James Franco in 127 Hours127 HOURS

At my first screening of Danny Boyle's 127 Hours (which I initially caught in Chicagoland over Thanksgiving weekend), I was immediately knocked out by how vibrantly entertaining it was - hardly a fait accompli when a movie climaxes with a bloody act of self-amputation.

Based on a 2004 memoir by Aron Ralston, the film concerns Ralston's five-day-plus ordeal in Utah's Blue John Canyon, when a rock-climbing accident led to the amateur adventurer's right arm getting wedged between a boulder and a canyon wall. Facing certain death after his many attempts to dislodge himself failed, Ralston finally escaped by cutting off his arm's lower half with a plastic, barely functional multipurpose tool. And Boyle doesn't for an instant blanch in his detailing of this (literally) painstaking process; Ralston's predicament, and its final, bloody few minutes, are about as aurally and visually harrowing as you could imagine. (A family member with whom I saw 127 Hours said he'd kick my ass if I revealed how he watched a goodly portion of the movie peeking through his fingers, and since it's his birthday on February 1, I won't mention his name. You're welcome, bro.)

But this is a Danny Boyle picture we're talking about, so it should come as no surprise that the director is able to make Ralston's struggle as singularly exhilarating as it is horrific. (This is the man who got audiences cheering a swim through excrement in Slumdog Millionaire ... and Trainspotting.) Beginning with the jazzily edited opening-credits sequence, underscored to the propulsive rhythms of Free Blood's "Never Hear Surf Music Again," Boyle's film is vital and alive in ways that feel inexorably linked to Ralston's own character - or at least the character as personified by the spectacularly engaging James Franco. Barreling into his weekend getaway with almost reckless gusto, Franco's Ralston is high on the freedom of the outdoors and his own devil-may-care nature, and that kinetic joy is expressed in Boyle's filmmaking even when 127 Hours' lead is pinned between two rocks. With its numerous flashbacks and hallucinations, the film is an incredibly lively depiction of forced stasis, and in Ralston's mordantly droll video recordings of his plight, there's cheeky dark humor to spare, especially in the sequence of him imagining his experience as a tacky talk-show anecdote, with Ralston playing both host and guest (and a studio audience providing raucous guffaws).

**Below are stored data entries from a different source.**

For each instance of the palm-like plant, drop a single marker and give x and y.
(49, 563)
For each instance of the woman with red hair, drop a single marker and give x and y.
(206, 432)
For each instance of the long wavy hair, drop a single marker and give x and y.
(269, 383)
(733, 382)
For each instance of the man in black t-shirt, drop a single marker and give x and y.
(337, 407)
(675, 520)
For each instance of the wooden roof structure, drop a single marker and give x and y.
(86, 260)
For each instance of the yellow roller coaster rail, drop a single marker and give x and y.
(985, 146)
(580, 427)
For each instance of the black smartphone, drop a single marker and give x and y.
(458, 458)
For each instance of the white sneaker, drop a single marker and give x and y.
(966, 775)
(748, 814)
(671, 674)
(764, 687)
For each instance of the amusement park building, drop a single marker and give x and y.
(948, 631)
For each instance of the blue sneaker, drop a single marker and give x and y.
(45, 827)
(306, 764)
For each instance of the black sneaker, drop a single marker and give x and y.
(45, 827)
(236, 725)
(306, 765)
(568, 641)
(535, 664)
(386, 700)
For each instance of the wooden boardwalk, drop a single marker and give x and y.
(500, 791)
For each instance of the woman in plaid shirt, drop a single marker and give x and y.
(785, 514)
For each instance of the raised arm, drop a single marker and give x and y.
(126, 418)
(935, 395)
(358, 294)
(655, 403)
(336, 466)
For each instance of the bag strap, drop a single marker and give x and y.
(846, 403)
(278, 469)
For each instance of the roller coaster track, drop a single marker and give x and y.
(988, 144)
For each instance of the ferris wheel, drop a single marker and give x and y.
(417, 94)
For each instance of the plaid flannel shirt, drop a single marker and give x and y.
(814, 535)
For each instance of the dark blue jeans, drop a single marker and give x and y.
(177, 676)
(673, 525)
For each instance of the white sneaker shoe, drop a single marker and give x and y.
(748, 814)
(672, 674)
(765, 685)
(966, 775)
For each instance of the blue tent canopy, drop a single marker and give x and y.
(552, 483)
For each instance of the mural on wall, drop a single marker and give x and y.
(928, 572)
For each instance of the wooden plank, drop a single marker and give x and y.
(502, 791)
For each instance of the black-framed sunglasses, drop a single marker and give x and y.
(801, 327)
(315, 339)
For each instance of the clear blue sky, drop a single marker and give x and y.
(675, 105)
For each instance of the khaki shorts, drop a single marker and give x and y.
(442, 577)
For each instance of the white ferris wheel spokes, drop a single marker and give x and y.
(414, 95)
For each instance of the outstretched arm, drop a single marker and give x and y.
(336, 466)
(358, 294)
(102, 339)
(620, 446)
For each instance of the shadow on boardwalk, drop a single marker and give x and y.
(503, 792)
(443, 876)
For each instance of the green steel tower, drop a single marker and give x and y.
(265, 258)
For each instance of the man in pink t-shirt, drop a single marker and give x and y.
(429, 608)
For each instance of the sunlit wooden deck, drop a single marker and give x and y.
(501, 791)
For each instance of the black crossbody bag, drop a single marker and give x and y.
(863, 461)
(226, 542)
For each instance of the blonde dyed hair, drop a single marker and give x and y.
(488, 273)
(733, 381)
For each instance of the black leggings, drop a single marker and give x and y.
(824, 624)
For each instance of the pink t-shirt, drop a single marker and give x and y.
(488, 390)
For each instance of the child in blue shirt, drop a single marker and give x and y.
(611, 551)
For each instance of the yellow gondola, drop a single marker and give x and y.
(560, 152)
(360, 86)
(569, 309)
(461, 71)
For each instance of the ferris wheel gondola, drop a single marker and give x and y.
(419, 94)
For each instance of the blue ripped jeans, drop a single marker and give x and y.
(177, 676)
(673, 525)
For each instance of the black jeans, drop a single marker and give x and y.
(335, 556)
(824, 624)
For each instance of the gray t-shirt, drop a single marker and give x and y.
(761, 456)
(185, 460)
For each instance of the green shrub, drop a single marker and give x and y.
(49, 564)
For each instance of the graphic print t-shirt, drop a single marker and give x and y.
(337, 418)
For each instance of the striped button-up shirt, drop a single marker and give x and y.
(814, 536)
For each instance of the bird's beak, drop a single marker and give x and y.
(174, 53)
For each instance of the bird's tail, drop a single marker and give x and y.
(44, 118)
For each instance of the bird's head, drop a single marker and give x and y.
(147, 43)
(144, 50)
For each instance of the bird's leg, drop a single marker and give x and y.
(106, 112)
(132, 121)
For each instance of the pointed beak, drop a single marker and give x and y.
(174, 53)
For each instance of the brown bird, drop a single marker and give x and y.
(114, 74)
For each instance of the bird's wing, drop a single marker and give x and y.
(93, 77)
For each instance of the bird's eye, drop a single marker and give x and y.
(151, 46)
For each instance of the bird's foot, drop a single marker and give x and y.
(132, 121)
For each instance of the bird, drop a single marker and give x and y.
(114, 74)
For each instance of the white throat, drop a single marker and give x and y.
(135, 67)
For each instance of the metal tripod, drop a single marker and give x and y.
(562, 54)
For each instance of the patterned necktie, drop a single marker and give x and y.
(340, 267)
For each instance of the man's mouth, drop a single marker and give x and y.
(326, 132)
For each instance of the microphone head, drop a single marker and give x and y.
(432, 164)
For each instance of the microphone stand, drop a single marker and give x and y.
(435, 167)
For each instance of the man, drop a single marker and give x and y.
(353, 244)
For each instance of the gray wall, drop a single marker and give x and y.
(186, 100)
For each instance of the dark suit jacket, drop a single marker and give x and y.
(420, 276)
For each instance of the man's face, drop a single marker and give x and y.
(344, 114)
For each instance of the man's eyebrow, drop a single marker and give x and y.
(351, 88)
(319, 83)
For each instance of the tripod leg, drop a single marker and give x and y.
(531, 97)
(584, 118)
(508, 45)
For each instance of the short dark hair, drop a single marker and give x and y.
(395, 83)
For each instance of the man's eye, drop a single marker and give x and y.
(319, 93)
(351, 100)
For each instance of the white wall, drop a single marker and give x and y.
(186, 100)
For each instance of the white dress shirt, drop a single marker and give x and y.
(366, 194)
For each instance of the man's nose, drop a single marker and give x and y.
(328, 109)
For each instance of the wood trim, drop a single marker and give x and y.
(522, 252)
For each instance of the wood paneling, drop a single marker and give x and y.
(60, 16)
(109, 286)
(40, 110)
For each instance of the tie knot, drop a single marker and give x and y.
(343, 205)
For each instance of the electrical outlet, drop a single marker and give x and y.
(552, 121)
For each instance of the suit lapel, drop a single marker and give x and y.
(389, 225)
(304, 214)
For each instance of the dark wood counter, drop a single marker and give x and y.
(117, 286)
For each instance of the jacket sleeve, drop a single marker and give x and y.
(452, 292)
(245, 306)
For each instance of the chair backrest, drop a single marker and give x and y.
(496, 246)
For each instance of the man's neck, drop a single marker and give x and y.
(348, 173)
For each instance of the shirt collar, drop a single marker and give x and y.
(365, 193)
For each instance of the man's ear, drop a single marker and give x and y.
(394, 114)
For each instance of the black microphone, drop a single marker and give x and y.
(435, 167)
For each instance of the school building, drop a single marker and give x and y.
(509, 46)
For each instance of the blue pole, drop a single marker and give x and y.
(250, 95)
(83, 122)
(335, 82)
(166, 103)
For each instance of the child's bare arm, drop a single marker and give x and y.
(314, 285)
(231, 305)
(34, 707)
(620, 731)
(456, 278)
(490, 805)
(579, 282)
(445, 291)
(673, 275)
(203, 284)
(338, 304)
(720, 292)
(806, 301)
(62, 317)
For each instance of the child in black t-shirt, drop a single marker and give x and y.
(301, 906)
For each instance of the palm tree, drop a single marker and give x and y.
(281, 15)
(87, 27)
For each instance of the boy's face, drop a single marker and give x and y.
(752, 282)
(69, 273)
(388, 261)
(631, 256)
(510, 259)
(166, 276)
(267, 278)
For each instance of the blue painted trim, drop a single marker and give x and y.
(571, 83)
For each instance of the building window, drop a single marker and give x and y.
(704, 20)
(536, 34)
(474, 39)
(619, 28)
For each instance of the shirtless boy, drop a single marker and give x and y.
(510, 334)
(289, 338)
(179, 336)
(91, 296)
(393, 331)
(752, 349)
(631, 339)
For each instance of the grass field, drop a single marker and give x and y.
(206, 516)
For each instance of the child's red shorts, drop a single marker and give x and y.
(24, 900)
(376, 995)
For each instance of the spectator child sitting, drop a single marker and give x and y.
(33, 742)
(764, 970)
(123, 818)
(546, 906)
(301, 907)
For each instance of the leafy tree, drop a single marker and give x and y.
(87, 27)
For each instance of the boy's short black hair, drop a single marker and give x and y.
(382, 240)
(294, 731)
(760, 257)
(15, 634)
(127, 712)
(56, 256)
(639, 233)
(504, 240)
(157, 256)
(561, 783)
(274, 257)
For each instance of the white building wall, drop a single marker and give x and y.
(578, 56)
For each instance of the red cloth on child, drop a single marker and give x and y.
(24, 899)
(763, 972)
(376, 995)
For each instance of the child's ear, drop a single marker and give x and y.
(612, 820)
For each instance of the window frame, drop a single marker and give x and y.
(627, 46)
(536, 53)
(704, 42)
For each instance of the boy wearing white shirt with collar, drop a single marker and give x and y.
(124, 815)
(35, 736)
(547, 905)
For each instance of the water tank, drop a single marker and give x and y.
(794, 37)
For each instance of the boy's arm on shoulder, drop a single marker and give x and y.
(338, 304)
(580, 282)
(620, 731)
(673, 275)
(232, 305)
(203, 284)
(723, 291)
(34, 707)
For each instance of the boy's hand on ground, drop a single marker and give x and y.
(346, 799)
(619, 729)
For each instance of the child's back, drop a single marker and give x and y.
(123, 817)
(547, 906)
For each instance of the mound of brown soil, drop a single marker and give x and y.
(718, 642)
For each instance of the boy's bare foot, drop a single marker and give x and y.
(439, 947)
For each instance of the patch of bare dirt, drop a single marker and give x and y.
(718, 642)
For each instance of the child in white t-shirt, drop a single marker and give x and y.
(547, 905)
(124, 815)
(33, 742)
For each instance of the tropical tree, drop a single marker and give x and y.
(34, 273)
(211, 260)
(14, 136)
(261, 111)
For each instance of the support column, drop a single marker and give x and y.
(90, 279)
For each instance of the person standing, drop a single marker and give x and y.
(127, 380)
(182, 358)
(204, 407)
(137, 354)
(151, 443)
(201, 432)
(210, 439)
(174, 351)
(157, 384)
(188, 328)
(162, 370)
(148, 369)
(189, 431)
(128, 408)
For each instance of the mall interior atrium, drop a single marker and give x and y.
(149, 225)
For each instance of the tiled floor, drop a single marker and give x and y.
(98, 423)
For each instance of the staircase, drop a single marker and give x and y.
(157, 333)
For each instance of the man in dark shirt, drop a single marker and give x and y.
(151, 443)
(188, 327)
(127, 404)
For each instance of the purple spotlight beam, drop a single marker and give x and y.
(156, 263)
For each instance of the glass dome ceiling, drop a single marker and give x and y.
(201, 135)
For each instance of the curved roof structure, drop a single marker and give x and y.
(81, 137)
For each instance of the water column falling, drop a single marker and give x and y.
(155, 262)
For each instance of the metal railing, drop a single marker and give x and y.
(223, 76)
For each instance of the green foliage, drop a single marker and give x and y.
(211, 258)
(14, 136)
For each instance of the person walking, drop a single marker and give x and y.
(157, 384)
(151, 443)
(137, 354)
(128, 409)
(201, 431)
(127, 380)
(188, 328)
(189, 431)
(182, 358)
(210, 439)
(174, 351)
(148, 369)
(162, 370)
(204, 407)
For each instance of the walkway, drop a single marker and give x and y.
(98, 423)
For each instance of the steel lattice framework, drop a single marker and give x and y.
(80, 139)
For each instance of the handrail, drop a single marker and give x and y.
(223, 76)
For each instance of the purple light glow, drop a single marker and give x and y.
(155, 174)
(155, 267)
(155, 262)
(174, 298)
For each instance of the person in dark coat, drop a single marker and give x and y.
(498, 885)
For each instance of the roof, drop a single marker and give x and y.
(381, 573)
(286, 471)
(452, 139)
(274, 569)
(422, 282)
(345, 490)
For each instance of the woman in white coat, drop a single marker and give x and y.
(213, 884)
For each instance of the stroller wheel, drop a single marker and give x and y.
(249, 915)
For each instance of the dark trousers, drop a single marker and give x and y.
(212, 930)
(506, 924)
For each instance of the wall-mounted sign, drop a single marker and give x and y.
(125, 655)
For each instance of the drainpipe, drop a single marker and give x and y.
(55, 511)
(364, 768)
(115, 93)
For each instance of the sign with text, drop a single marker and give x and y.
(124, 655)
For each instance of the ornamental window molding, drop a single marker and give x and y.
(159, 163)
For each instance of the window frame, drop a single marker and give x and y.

All this I appreciated - loved - on my first viewing of 127 Hours. On my second, though, which took place this past weekend, it was the heartbreaking emotionalism of Boyle's work that really got to me; I'd say I watched more than half the movie on the verge of tears. We know in advance, of course, that Ralston will indeed survive his entrapment, not that his doing so here is any less involving for being preordained. But what became clearer on a second exposure to the film was how precisely Boyle and co-screenwriter Simon Beaufoy - aided immeasurably by their leading actor's soulful portrayal - crafted the piece to explore a young person's gradual acceptance of impending death. Given too much time to reflect on his life and life choices, Franco's Ralston takes stock of his situation, and comes to recognize how his every experience and decision, from childhood on, seems to have led directly to this; Ralston eventually looks upon his fate as a natural consequence of a lifetime of individual actions (or inaction). Yet the film's expansive and hopeful philosophy is that, knowingly or not, we choose the paths we find ourselves on, and if destiny, luck, and perhaps a higher power allow, we can also choose to correct them. (There may be no more moving moment in 2010 films than Ralston, after successfully freeing himself, looking to the heavens and uttering a quiet "Thank you.") Fast, thrilling, and deeply affecting, 127 Hours is a movie about a man who looks death in the face and decides, however grim the cost, to instead fight for life, and it's one of the most truly inspiring inspirational movies I've ever seen.

 

Anthony Hopkins in The RiteTHE RITE

A half hour into director Mikael Håfström's The Rite, after performing what is apparently a weekly scheduled exorcism of a pregnant Italian girl, Anthony Hopkins' elder priest turns to Colin O'Donoghue's obviously underwhelmed seminary student and asks, "What did you expect? Spinning heads? Pea soup?" Um ... yes, please. Considering how ludicrously over-the-top most demonic-possession horror flicks are, it seems churlish to bitch about one that deigns to treat the subject of exorcism seriously. But The Rite, which finds O'Donoghue's dour crises of faith occasionally interrupted by visits from the devil, takes itself so seriously that you have almost no choice but to laugh at it, particularly in its final reels. Hopkins is enjoyable, to be sure, but in making their deadly somber religious thriller, didn't The Rite's filmmakers recognize that the actor's liver-and-fava-beans act stopped being scary about two dozen films ago?